26 Bystander Intervention
“Good Samaritan” study (Darley & Batson, 1973) Participants were seminary students asked to give a short sermon Some were told to hurry across campus, others to take their time 63% of those not in a hurry vs. 10% in a hurry helped a groaning stranger they passed. Time pressure particularly affected those who believe their research participation was of vital importance (Batson et al., 1978).

27 Volunteerism Volunteer helping is planned, sustained, and time-consuming. Motives for volunteering: Expressing Values Gaining knowledge, skills, & experience Gaining social approval and new relationships Advancing career Putting aside own problems Gaining personal growth & self-esteem Self-focused reasons may promote long-term helping.

28 Caregiving Most helping is given to friends and relations.
Helping given to strangers is usually spontaneous, that given to intimates is usually planned. Women are more involved in care-giving helping than are men.

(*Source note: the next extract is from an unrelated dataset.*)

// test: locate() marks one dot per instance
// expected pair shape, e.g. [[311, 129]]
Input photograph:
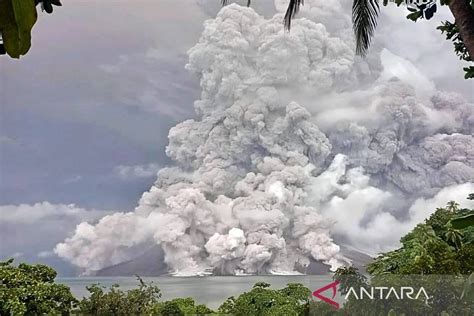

29 Receiving Help Reactions to receiving aid are quite varied.

30 Receiving Help Attribution Theory
If being helped implies a personal deficiency rather than a difficult situation, it can be threatening to self-esteem. If being helped implies the others’ genuine caring, it can boost self-esteem.

31 Receiving Help The Costs of Indebtedness
Helping is most appreciated when it can be reciprocated so that an equitable balance is maintained in the relationship. One-way helping threatens equity and creates power imbalances.

32 Receiving Help Reactance Theory
Helping may be perceived as a threat to independence and induce reactance. According to reactance theory (Brehm, 1966), people want to maximize their personal freedom and choice. Feeling that one’s freedom is threatened leads to negative reactions.

33 Receiving Help New Ways to Obtain Help
Self-Help Groups minimize the costs of being helped because they offer opportunities for reciprocal helping and foster knowledge that others have the same problem. Computers can provide assistance anonymously and with no expectations of reciprocity and also minimize costs of being helped.